News / Nasional
Rabu, 15 April 2026 | 09:04 WIB
Kepala Badan Pengawas Obat dan Makanan (BPOM), Taruna Ikrar. [Suara.com/Nur Saylil Inayah]
Baca 10 detik
  • Pemerintah Indonesia resmi meluncurkan kebijakan Nutri-Level untuk mengategorikan kandungan gula, garam, dan lemak pada produk pangan siap saji.
  • Sistem label dengan empat tingkatan warna ini diberlakukan oleh Kementerian Kesehatan dan BPOM untuk mengedukasi masyarakat mengenai kesehatan.
  • Kebijakan ini bersifat edukatif dan belum wajib bagi industri karena pemerintah masih mempertimbangkan proses adaptasi serta biaya kemasan.

Suara.com - Kebijakan pencantuman Nutri-Level jumlah kandungan gula, garam, dan lemak (GGL) pada pelabelan gizi telah mulai diberlakukan. Melalui kebijakan tersebut, produk makanan dan minuman yang dijual bebas akan dikategorikan dalam empat label, sesuai kandungan GGL di dalamnya.

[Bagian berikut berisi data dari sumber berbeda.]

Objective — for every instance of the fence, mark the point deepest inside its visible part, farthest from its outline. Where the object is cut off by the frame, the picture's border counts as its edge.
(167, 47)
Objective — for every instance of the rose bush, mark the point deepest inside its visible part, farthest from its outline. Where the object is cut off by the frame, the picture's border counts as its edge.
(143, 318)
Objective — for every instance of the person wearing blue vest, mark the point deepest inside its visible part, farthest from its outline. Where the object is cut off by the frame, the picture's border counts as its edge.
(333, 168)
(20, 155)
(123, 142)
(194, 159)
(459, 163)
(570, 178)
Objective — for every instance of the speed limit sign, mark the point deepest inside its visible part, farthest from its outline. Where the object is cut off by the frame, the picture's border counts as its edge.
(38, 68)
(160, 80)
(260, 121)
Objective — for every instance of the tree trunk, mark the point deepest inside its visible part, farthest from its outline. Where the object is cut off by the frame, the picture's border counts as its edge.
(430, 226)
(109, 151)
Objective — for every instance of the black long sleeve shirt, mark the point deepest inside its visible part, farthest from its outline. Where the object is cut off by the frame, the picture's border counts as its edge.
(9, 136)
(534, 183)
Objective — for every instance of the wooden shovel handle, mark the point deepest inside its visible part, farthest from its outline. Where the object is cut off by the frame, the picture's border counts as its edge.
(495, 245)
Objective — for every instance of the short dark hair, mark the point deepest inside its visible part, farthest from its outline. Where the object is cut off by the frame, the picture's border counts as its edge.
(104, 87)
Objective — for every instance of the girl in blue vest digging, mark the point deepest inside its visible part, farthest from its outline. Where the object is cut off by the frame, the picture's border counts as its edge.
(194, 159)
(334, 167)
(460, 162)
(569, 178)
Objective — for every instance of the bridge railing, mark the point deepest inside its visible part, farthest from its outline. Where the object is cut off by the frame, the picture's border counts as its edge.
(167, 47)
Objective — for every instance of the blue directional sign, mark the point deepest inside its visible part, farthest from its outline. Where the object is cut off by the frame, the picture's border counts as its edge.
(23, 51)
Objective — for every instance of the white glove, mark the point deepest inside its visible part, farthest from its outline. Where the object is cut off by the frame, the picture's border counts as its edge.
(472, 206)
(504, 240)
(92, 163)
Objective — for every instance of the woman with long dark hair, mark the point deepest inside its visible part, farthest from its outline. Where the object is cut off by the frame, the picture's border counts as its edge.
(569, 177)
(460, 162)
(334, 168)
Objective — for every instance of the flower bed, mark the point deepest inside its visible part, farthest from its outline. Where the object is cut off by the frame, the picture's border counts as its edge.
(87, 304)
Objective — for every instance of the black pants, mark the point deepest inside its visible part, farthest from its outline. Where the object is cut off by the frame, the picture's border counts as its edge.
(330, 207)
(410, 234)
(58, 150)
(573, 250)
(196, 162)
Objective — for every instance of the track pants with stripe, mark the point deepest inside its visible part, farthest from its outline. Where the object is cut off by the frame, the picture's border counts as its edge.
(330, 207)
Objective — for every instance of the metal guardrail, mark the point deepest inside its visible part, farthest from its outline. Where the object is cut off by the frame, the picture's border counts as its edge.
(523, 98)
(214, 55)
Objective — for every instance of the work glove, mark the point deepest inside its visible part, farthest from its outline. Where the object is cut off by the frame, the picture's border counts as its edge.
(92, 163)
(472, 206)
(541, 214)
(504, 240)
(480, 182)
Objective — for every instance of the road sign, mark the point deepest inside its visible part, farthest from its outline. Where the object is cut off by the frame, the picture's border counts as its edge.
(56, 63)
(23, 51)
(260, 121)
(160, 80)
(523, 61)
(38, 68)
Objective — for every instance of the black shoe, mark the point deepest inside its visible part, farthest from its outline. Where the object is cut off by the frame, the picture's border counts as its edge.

Empat level itu, sangat sehat (level A -warna hijau tua), sehat (level B - warna hijau neon), kurang sehat (level C - warna kuning), dan tidak sehat (level D - warna merah). 

Kebijakan itu berlaku bagi produk pangan siap saji yang dijual di tenand juga restoran, yang menjadi kewenangan pengawasan dari Kementerian Kesehatan. Serta produk pangan kemasan yang dijhal di supermarket di bawah pengawasan Badan Pengawas Obat dan Makanan (BPOM). 

Kendati begitu, kepala BPOM Taruna Ikrar menyampaikan kalau kebijakan ini belum bersifat wajib bagi industri. Menurut Taruna, penyematan label pada produk pangan menjadi hal baru bagi masyarakat Indonesia sehingga perlu ada proses edukasi terlebih dahulu.

"Kita belum sampai pada tahap mandatori, mengharuskan. Harus tahapannya adalah tahapan edukasi dulu," kata Taruna usai peluncuran pencantuman informasi nilai gizi pada produk pangan bersama Kemenkes di Jakarta, Selasa (14/4/2026).

Taruna menyampaikan kalau kebijakan ini juga tidak tiba-tiba diambil. BPOM sendiri telah lakukan berbagai uji publik selama 1,5 tahun untuk menyusun skema kebijakan tersebut. Puncaknya, kepala BPOM telah menandatangani Rancangan Revisi Peraturan BPOM tentang Informasi Nilai Gizi pada Label Pangan Olahan pada awal April 2026.

Revisi itu menambahkan ketentuan mengenai pencantuman Nutri-Level pada pelabelan gizi bagian depan kemasan (front of pack nutrition labelling/FOPNL).

Taruna mengungkapkan, lamanya proses meluncurkan kebijakan tersebut bukan akibat adanya penolakan dari pihak industri.

"Bukan penolakan sebetulnya, tapi kekhawatiran. Karena kan mengubah kemasan itu butuh biaya. Nah, dengan konteks itulah maka perlu akomodasi lewat uji publik yang telah kita lakukan," kata Taruna.

Baca Juga: Tak Hanya Anak, Vaksin Campak Kini Bisa Digunakan Orang Dewasa

Dalam prosesnya, ia memastikan telah  melibatkan organisasi gabungan pengusaha produsen makanan serta lembaga perlindungan konsumen. Menurutnya, lamanya penentuan hasil kebijakan itu lebih karena aspek kehati-hatian.

Diketahui, Nutri-Level adalah sistem pelabelan gizi yang akan diterapkan di Indonesia untuk membantu masyarakat memilih produk pangan yang lebih sehat.

Nutri-Level menunjukkan level pangan olahan berdasarkan kandungan GGL. Pencantuman Nutri-Level ditandai dengan huruf A sampai D, diikuti indikator warna yang menunjukkan tingkatan kandungan GGL, yaitu A (warna hijau tua: kandungan GGL lebih rendah), B (warna hijau muda: kandungan GGL rendah), C (warna kuning: perlu dikonsumsi dengan bijak), dan D (warna merah: perlu dibatasi sesuai kebutuhan atau kondisi kesehatan).